5 Things You Need to Know About Double Triceps Kickback

1. Feel the Burn

Start off with light dumbbells. After doing 12 repetitions of the double triceps kickbacks, your arms should burn. If you can't get to 12, or if it's painful, stop and try a lighter weight. If you get to 12, and you aren't even breaking a sweat, choose a heavier weight.

2. Assume the Position

Start out with your feet shoulder-width apart. Hold a dumbbell in each hand, at your sides, with the palms of your hands facing towards your body. Bend your knees slightly. Slowly bend at your hips, pull in your abs and slightly bend your lower back. Note that your torso should not be parallel to the floor, but slightly higher. Finally, bend your elbows so that they are at a 90-degree angle to your body.

3. The Right Moves

Keep your arms at your sides, with your palms facing towards your body. Bend at the elbow, fully extending your arm until it is in a straight line. Pause at extension to further engage your triceps. Return to the starting position. This is one repetition. During the whole movement of a double triceps kickback, keep your upper arm stuck to your side. Only move your lower arm in order to work your triceps.

4. Tips and Tricks

To be sure you are getting the most benefit from the double triceps kickback, watch your form.
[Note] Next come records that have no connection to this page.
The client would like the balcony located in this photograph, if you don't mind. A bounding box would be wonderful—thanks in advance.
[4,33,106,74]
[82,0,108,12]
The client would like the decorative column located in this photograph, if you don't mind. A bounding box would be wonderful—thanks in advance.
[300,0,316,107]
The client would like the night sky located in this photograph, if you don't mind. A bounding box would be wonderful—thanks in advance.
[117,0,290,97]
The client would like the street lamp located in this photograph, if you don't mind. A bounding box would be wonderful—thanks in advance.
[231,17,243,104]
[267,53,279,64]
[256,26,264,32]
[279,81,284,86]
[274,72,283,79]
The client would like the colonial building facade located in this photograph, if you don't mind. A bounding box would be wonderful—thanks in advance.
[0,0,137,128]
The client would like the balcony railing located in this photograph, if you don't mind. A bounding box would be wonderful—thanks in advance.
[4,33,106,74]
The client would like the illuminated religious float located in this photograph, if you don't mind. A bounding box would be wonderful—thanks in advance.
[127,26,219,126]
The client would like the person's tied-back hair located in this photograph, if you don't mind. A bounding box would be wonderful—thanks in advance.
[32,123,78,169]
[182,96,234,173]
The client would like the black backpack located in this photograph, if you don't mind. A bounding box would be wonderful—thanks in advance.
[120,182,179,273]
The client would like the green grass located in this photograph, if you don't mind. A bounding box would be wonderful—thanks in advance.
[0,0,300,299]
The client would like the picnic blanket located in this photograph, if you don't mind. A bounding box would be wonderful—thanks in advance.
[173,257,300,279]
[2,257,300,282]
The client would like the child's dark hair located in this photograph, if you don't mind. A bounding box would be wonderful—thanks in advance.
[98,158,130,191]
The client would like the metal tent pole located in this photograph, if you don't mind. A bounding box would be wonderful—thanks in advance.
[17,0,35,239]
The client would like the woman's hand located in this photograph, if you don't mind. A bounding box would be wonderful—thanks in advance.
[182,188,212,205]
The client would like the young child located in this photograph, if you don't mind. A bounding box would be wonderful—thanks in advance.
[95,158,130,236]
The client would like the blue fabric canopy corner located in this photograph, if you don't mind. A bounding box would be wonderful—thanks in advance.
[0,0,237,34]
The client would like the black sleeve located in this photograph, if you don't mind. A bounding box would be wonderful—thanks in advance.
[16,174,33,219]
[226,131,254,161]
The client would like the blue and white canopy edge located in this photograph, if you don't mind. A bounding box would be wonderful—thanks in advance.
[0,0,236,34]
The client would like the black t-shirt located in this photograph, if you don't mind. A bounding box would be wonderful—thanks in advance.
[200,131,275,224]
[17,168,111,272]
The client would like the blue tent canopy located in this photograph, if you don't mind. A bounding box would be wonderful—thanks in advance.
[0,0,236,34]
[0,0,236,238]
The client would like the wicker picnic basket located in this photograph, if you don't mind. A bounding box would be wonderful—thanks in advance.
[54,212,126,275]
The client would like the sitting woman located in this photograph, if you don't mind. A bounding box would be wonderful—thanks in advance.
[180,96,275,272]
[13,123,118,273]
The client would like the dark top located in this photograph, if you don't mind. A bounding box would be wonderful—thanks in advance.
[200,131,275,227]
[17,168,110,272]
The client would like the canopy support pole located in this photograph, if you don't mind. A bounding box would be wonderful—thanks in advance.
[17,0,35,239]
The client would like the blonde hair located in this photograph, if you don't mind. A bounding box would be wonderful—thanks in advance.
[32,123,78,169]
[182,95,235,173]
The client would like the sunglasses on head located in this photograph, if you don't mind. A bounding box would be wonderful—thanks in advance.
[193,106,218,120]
Do the exercise in front of a mirror so that you can watch your movements. Pay close attention to your form during the final few repetitions, or when your muscles get tired. This is when your form is most likely to suffer due to exhaustion, but it is when your muscles will benefit the most from correct positioning. Also, exhale during the extension, and inhale when returning the weight back to the starting point.

5. Warnings

Lifting weights that are too heavy can cause injury. Muscle pulls and tears are commonly associated with lifting too much. Make sure the weights you lift are the right size. If in doubt, go with a lighter weight. You can always add more weight later if you're not tired enough. If you have any pain after lifting, and resting and icing won't fix it, consult a physician. An MRI may be necessary to determine if there is a tear. In the meantime, avoid any lifting or other activities that aggravate the injury.